[Math] If the Collatz Conjecture is unsolvable is it true

collatz conjectureproof-theory

Recently Numberphile uploaded a video on Godel's Incompleteness Theorem, and the Professor in the video made the conclusion that

if you can prove a statement cannot be proven true or false by the axioms
and
if that statement happened to be false by some counterexample, there would be a contradiction,

and so the statement would be true.

Then if someone could prove the Collatz Conjecture was unsolvable would they have proven that it is true? Or is that overreaching from the conclusion in the video.

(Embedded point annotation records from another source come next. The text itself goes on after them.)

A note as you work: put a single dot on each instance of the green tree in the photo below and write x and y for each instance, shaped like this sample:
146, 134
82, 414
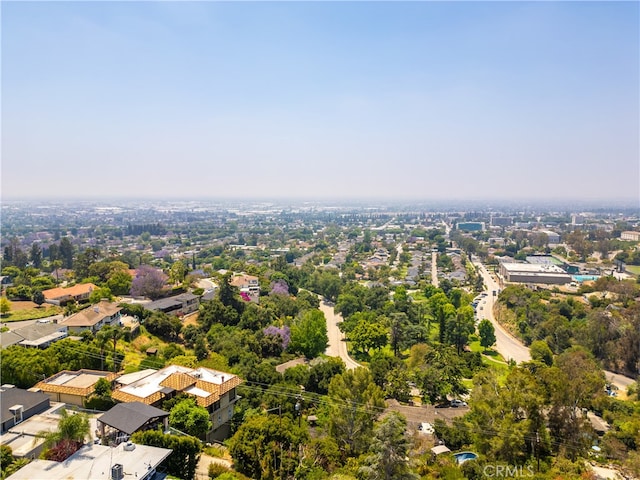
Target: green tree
5, 306
367, 335
309, 334
440, 373
110, 333
541, 352
119, 282
99, 294
178, 272
389, 451
487, 333
355, 402
186, 451
267, 447
189, 418
36, 255
505, 418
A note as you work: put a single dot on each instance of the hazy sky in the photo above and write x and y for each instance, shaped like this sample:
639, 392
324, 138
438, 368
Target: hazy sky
428, 100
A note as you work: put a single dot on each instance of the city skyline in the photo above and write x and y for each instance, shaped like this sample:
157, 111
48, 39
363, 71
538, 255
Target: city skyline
396, 101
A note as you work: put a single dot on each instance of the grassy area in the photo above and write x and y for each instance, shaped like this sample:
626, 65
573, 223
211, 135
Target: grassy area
135, 351
635, 269
492, 359
32, 313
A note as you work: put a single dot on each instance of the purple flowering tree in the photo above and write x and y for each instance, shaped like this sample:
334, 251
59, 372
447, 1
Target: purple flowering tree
149, 282
279, 287
284, 333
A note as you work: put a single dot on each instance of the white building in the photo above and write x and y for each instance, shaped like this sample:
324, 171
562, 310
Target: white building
630, 236
534, 273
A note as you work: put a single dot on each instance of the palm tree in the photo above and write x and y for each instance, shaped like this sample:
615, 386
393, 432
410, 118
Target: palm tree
113, 333
67, 439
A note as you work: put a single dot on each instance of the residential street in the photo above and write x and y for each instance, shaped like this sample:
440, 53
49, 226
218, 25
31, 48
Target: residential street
337, 346
507, 345
510, 347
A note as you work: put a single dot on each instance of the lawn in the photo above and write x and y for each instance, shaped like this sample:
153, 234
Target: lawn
31, 313
635, 269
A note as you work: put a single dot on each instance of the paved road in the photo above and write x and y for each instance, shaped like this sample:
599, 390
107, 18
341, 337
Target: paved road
434, 269
509, 346
337, 346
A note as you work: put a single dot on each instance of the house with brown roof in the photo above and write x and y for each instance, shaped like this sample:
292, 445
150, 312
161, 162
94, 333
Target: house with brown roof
60, 295
213, 390
246, 284
73, 387
93, 318
178, 305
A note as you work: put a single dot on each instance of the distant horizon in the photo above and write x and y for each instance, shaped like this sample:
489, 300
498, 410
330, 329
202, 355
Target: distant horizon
475, 101
627, 203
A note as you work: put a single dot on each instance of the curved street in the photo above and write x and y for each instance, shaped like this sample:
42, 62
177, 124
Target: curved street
506, 344
337, 346
510, 347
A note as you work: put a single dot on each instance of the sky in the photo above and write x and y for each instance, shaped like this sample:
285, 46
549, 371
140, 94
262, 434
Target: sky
309, 100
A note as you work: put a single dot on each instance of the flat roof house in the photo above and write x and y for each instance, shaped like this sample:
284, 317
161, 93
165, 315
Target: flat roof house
179, 305
38, 335
77, 293
124, 419
213, 390
17, 405
73, 387
93, 318
99, 462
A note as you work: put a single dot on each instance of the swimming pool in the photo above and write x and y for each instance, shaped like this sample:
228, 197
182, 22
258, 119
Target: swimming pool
462, 457
584, 278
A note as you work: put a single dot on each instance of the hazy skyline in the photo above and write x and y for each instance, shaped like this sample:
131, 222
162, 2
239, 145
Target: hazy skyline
420, 100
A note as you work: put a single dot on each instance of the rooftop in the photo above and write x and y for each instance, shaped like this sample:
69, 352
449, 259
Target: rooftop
94, 462
62, 292
91, 315
205, 384
80, 382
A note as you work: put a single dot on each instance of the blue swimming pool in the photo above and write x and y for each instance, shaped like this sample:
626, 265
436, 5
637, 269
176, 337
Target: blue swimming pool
462, 457
584, 278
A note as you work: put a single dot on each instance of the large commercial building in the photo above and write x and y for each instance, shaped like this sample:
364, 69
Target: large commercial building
470, 226
536, 273
630, 235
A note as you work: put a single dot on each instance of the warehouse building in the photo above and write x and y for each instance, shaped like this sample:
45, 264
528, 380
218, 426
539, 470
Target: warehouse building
536, 273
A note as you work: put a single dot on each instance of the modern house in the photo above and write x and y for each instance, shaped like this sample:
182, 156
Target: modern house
213, 390
124, 419
38, 335
17, 405
93, 318
127, 460
247, 284
178, 305
77, 293
73, 387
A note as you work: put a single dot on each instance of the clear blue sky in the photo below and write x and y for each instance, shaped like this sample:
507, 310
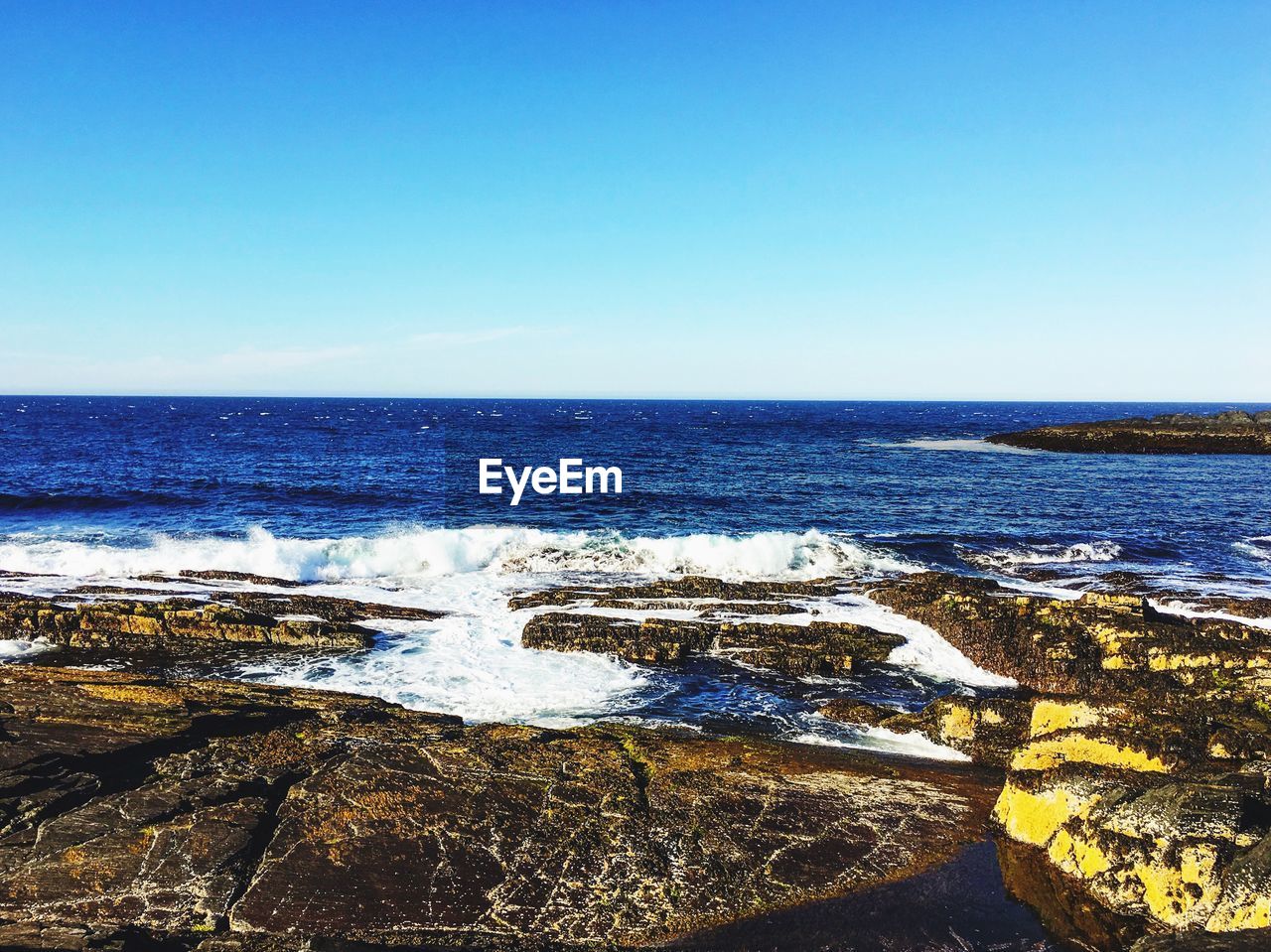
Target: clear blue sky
840, 200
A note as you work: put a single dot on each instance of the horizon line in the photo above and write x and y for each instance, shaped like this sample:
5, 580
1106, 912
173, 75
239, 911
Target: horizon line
612, 399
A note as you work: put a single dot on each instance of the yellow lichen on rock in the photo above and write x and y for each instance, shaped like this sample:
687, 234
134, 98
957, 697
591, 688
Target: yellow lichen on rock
1078, 748
958, 724
134, 694
1052, 716
1035, 816
1174, 892
1078, 856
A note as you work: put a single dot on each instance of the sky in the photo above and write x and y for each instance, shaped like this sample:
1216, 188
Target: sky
636, 199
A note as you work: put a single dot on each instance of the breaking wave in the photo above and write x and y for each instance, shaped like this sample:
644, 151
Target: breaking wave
1257, 547
413, 553
1007, 560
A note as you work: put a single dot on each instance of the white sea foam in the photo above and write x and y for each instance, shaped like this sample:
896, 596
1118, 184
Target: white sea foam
414, 553
13, 648
1175, 607
469, 662
1101, 551
1257, 547
924, 649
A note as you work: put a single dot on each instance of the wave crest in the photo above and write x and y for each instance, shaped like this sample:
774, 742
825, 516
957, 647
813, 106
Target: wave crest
441, 552
1257, 547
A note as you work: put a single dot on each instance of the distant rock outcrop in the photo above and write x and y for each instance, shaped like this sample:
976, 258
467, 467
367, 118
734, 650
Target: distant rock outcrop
1230, 431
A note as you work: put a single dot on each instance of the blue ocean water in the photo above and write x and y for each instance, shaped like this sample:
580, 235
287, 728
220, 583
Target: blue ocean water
895, 475
377, 499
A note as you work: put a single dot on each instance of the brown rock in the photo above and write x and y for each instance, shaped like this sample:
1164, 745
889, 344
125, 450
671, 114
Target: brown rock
146, 625
248, 812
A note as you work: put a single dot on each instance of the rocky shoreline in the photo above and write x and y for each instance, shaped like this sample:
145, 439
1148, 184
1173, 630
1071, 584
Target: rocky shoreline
1230, 431
1128, 779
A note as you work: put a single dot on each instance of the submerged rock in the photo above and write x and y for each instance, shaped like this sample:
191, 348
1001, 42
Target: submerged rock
815, 648
686, 588
195, 808
1230, 431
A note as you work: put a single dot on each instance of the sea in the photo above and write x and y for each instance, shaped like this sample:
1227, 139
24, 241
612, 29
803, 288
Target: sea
377, 499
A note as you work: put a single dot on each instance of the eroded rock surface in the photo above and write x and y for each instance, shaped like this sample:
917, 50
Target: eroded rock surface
1230, 431
695, 588
194, 808
1138, 769
134, 624
1099, 643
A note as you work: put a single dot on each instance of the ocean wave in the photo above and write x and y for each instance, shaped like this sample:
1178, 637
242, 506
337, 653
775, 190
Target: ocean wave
1008, 560
1256, 547
962, 445
13, 648
441, 552
86, 502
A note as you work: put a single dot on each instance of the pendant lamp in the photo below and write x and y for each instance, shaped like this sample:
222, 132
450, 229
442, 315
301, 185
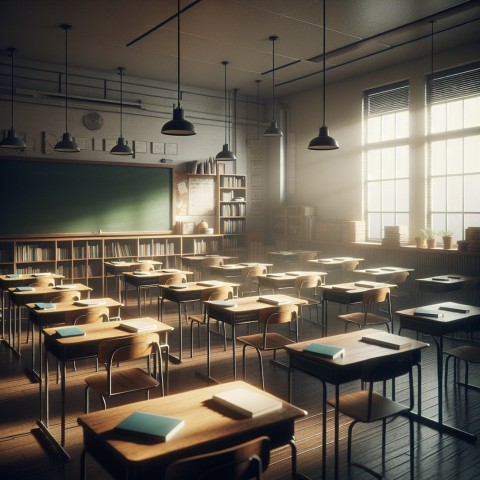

Also, has anyone attempted a rigorous proof that the Collatz Conjecture is unsolvable?

Best Answer

If you proved that Collatz was not disprovable in (say) PA, this would mean that there were no finite cycles not hitting $1$. However, it would leave open the possibility that there was some number $n$ which never hit $1$, and never entered a finite cycle (just "shot off to infinity"); so this wouldn't actually prove the Collatz conjecture.

I believe there have been no serious attempts at proving Collatz to be unprovable in PA (or related theories). The problem is that we only know a small handful of techniques for showing PA-unprovability, and none of them seem to apply to Collatz. Proving unprovability is extremely hard.


Incidentally, the statements for which PA-unprovability implies truth are those which are equivalent in PA to a $\Pi^0_1$ sentence; it is not known whether the Collatz conjecture is equivalent over PA to a $\Pi^0_1$ sentence, so currently no way is known for turning a proof of the PA-undisprovability of Collatz into a proof of the Collatz conjecture.